Kafkaesque. This is how Hamza Yusuf, probably one the most popular Muslim scholars and speakers in the West, described his recent detention by US immigration officials.
It is also the word I'd used to describe the new laws the new Home Secretary, Charles Clarke, would like to bring in.
UK citizens suspected of involvement in terrorism could face house arrest as part of a series of new measures outlined by the home secretary.
British citizens are being included in the changes after the law lords said the current powers were discriminatory because they could only be used on foreign suspects. Mr Clarke also said intelligence reports showed some British nationals were now playing a more significant role in terror threats.
Not content with whipping up a frenzy with arrests that are given wide publicity (though not making such a big deal when these people are released), this Labour government seems content to destroy the very core of the legal traditions in this country (see their meddling with the Lord Chancellor's office).
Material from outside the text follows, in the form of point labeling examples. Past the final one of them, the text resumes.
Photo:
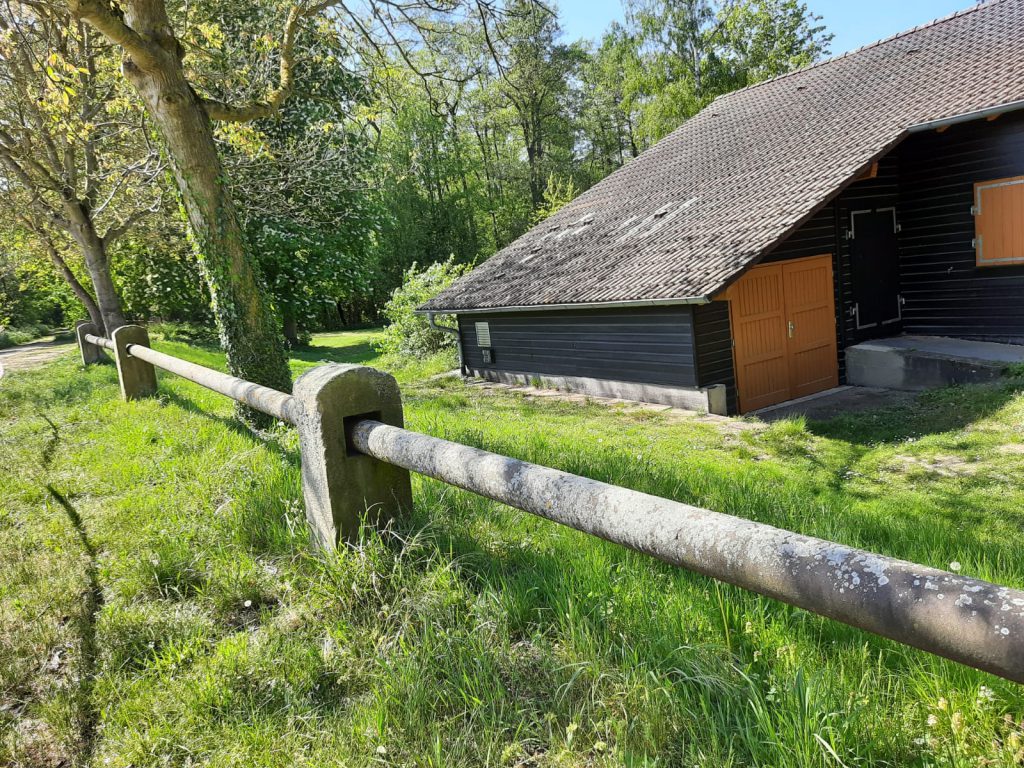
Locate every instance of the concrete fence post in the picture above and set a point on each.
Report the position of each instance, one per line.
(90, 352)
(137, 378)
(339, 483)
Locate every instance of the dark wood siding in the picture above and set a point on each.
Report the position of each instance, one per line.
(648, 345)
(714, 348)
(945, 293)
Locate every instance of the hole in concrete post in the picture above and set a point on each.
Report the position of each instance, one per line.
(349, 422)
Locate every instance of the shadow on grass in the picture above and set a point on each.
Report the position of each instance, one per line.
(88, 713)
(361, 352)
(267, 439)
(936, 411)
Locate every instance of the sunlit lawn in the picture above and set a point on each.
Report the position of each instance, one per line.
(160, 605)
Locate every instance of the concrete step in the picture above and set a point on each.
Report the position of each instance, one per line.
(916, 363)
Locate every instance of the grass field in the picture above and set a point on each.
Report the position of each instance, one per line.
(159, 604)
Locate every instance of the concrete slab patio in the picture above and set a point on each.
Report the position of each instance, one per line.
(919, 363)
(835, 402)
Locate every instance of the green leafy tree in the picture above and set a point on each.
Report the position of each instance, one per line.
(694, 50)
(76, 165)
(407, 332)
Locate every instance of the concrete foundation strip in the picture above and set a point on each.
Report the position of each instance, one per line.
(970, 621)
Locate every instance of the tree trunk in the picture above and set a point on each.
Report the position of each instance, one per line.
(249, 330)
(95, 316)
(94, 252)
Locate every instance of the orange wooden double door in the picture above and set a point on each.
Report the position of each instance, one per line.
(783, 331)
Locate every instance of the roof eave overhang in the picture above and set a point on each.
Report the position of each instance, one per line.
(578, 305)
(967, 117)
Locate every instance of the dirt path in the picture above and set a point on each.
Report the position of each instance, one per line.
(25, 356)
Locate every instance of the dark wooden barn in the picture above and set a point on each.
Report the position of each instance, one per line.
(731, 265)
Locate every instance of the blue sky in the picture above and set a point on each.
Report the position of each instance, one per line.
(854, 23)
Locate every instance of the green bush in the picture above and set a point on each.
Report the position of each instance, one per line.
(408, 333)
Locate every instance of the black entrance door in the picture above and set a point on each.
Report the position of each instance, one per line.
(875, 264)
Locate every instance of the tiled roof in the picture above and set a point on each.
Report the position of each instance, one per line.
(690, 213)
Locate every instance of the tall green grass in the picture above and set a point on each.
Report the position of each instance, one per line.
(472, 634)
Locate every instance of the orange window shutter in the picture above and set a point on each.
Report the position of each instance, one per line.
(999, 221)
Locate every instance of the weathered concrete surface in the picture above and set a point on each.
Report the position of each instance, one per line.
(918, 363)
(27, 356)
(137, 378)
(835, 402)
(966, 620)
(89, 352)
(340, 484)
(264, 399)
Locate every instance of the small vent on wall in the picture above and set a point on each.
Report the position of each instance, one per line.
(482, 335)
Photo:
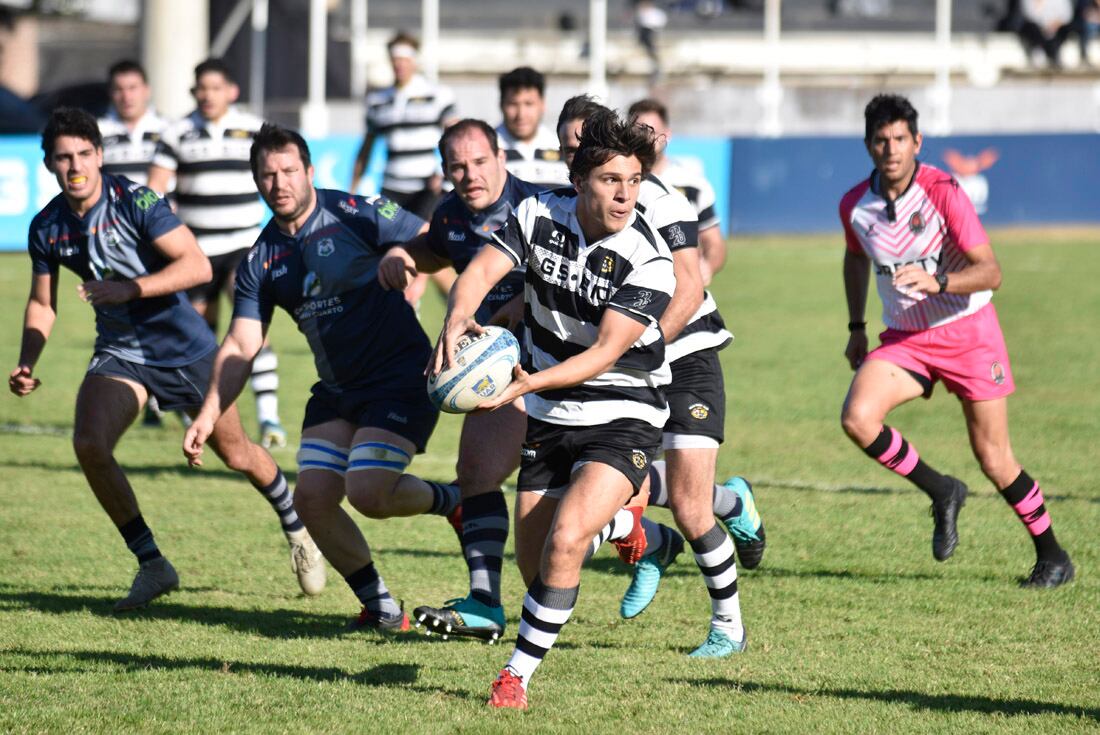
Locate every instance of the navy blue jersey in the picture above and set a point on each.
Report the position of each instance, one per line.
(458, 234)
(361, 335)
(114, 241)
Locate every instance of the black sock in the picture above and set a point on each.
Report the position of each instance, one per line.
(1026, 500)
(139, 539)
(892, 451)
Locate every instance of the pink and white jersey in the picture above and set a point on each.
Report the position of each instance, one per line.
(934, 225)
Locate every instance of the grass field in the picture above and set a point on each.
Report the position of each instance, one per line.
(851, 625)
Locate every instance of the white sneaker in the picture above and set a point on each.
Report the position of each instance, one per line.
(307, 562)
(154, 578)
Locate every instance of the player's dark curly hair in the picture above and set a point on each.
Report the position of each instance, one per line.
(463, 127)
(523, 77)
(605, 135)
(73, 122)
(884, 109)
(276, 138)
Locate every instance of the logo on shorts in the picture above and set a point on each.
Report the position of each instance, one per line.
(916, 223)
(485, 386)
(997, 372)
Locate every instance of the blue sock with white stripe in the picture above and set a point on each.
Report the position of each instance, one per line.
(372, 592)
(278, 494)
(546, 611)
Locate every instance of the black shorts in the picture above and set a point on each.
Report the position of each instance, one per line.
(421, 204)
(697, 396)
(223, 267)
(173, 387)
(551, 451)
(407, 414)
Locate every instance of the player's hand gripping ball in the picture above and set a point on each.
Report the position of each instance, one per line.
(480, 370)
Mr. Clarke tells us that "there remains a public emergency threatening the life of the nation". There remain immediate threats against blacks and Asians and other minorities from racists like David Copeland, the BNP and Nick Griffin, and the NF. Where are the measures protecting us against the activities of these people? And what exactly does he mean by "threat to the life of the nation"? Far too many people die of disease due to unhealthy lifestyles, far too many people die from car accidents, and far too many people suffer from violent crime. These examples might seem banal, but are these not 'emergencies threatening the life of our nation'? In Northern Ireland similar powers were used under the internment measures. Almost everyone questioned will now say that the use of internment laws was a disaster, because they were used almost exclusively against Catholics, the overwhelming majority of whom were not members of any paramilitary organisations. It only helped to create more support for more violent actions (and let's not forget that this provoked a wave of sympathy in the USA, where funds were raised for IRA terrorist activities). Or is the 'threat' from certain brown-skinned foreigner (and Britons) of a special type? Let's be honest and say we know who specifically these measures will be used against. And it isn't the Catholic nuns living across the street to me.
These measures are being brought in because the government, and especially his predecessor David Blunkett, was humiliated recently by the Law Lords over Britain's own mini-Guantanamo; Belmarsh prison continues to hold people without trial. The Law Lords ruled their imprisonment contravened human rights legislation, and were in any case against the basic principles of civil society; they also ruled they were discriminatory because they targetted foreign nationals only. So, instead of either trying these men in a court of law (for the security forces might have information to charge them), or released (because they are not guilty of a crime), Charles Clarke decides the answer is simply to allow for powers that do not discriminate against foreign nationals: British subjects also 'suspected' of certain activities will be held inside their homes without trial. These measures might include stopping people from using the telephone, the internet or communicating with other people; it might involve tagging individuals and tracking them with sophisticated satellite technology in combination with curfews. And what's more, if a person breaks the house arrest or the curfew, he or she can be imprisoned immediately. What Clarke really seems is to circumvent the Law Lords' criticism of the government, bypass novelties like a trial, a judge and a jury, and allow himself powers to imprison people. What's even more strange is that no other Western country (because only they are 'under threat' from this unique phenomenon) has introduced such measures. Even the US has eschewed ID cards (which didn't prevent bombings in Madrid where ID cards are used), though a public debate rings on about internment (of Muslims, that is).
The dangers of this new move by the Home Secretary are highlighted best by a former diplomat who resigned as a lay member of the Special Immigration Appeal Committee due to the continual detention of people without trial:
It's better than being banged up in Belmarsh, certainly - but it still means depriving a person of his or her liberty who has not been convicted of any offence and who will no longer be able to earn a living, support a family, or lead anything like a normal life. And all without a conviction in a court of law.
Clarke says "trust him". Why should I, or any other citizen in the UK, trust this government given their track record? What if in future another government with even less scruples than this one abuses these powers? I know: slippery slopes don't make for good, reaonsable, arguments. But with the planned introduction of ID cards and now this, it makes you wonder if New Labour isn't desperate to create some Orwellian fantasy (plus we're already the most watched nation in Western Europe thanks to cctv).
In related news, the four Britons released from their incaceration in Guantanamo, were questioned by police and then released without charge. This didn't stop nonsense dribbling out from the US regime, who declared them to be a 'danger'. Then again these are the governments which still push the al-Qa'ida and ready-to-fire-in-45-minutes weapons of mass destruction canards. I hope that, like the others released before them, they sue the US and UK governments as a matter of principle.